Above are some of the TPS (transactions per second) rates for different payment services. As you can see Bitcoin is very low compared to other payment services. This is down to consensus difficulty and block sizes in bitcoin. This makes it relatively long time needed to create a block in bitcoin causing a low TPS. Bitcoincash is a new cryptocurrency introduced to improve the TPS. But we are not going to look into that in this blog.

Another problem in cryptocurrency is relatively larger miner incentives. This is also caused by low TPS, So if you want to make your transaction included in blocks faster you have to provide a larger incentive to miners.

Also since the amount of bitcoin you get from mining reduces as the time goes. So the maximum possible bitcoin in the system will be 21 million bitcoin. Also sometimes users' private keys are lost. In that case those bitcoins are practically unrecoverable. So the actual number may be far less than this. 

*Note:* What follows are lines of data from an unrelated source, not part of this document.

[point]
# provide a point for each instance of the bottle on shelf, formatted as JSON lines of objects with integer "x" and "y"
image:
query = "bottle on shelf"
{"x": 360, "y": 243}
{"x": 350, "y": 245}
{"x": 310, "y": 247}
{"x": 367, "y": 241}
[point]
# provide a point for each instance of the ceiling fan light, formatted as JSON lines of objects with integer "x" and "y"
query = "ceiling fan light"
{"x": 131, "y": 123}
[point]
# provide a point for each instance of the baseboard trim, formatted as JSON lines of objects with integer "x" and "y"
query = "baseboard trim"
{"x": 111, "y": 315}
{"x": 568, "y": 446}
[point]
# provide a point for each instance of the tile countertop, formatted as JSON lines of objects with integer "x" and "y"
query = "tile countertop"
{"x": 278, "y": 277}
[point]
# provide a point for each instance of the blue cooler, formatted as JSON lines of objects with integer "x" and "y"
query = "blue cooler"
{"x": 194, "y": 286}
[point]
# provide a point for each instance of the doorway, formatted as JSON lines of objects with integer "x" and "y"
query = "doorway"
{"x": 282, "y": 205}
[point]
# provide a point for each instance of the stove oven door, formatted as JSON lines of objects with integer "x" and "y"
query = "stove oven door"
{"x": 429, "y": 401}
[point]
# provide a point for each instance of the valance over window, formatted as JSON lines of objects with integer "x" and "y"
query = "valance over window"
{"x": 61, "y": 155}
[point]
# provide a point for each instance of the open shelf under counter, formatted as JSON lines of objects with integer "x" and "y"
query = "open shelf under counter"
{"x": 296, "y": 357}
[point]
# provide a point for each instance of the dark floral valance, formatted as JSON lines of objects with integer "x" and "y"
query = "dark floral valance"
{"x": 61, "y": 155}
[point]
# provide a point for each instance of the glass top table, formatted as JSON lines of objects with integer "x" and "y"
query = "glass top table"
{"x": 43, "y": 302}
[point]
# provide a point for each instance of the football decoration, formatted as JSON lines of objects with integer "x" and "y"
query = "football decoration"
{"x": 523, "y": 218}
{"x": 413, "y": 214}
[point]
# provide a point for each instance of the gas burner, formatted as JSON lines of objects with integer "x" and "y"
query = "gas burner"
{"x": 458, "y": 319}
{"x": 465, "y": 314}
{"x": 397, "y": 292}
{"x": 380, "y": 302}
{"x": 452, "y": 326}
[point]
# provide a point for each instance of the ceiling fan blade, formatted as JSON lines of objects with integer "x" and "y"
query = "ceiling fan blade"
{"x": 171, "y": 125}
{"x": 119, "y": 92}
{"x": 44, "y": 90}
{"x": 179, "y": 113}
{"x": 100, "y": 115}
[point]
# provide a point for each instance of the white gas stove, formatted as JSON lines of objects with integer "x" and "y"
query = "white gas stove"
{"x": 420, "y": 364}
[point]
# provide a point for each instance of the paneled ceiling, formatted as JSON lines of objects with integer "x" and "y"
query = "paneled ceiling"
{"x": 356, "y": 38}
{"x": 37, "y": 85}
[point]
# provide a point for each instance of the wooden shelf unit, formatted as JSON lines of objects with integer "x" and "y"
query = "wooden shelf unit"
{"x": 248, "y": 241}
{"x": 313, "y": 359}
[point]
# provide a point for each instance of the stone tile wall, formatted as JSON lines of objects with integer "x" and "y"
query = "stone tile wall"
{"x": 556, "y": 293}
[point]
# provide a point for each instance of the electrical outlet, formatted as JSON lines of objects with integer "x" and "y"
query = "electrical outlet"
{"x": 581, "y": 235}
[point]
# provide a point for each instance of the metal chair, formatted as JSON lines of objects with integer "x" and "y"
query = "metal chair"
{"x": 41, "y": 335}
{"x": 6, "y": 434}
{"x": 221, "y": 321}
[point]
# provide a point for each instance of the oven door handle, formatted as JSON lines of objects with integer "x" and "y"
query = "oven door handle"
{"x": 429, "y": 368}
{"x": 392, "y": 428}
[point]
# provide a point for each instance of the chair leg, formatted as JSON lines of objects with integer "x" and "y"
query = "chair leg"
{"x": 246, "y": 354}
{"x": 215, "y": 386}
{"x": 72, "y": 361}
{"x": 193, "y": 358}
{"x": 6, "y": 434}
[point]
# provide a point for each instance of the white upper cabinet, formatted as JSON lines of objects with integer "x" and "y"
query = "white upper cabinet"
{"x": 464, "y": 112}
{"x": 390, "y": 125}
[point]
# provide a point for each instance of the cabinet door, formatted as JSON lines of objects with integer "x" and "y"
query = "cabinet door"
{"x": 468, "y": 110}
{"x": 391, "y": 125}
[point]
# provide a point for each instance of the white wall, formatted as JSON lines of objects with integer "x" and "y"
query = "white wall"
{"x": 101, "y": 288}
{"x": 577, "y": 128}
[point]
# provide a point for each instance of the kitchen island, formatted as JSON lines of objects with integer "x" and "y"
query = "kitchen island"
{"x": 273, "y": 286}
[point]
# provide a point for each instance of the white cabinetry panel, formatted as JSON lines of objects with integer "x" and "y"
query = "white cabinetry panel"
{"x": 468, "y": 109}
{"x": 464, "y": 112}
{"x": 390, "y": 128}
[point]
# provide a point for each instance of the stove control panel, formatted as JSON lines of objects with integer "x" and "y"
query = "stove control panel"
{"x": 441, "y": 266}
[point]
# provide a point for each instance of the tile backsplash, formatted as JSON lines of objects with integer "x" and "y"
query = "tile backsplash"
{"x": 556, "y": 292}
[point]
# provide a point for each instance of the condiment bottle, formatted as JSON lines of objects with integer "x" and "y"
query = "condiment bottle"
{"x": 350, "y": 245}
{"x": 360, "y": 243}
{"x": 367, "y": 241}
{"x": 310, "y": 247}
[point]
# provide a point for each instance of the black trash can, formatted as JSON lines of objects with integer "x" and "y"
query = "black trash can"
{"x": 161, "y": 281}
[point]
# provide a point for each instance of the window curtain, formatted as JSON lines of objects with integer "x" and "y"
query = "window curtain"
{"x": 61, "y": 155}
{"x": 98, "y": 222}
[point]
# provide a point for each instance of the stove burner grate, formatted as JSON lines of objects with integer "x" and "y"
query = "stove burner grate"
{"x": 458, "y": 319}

So why 21 million only? First let’s see how we get this 21 million

6 blocks per hour, 24 hours per day, 365 days per year, 4 years per cycle that means 210,240 blocks let’s round this up to roughly 210,000

So at start block reward was 50 bitcoins,

Sum all the block reward sizes:

50 + 25 + 12.5 + 6.25 + 3.125 + … = 100

Multiply the two:

210,000 * 100 = 21 million.

So the person who created the bitcoin system decided this is the maximum amount possible. Well who actually came up with this? Satoshi Nakamoto is the person credited for creating the bitcoin system. This was presented in a paper called “Bitcoin: A Peer-to-Peer Electronic Cash System” But nobody really knows who the actual person responsible for this system is, even though a person is identified. Some claim Satoshi Nakamoto is a group of people rather than one. Well you can do some investigation on this yourself. But whoever came up with this is a real genius. No question about that.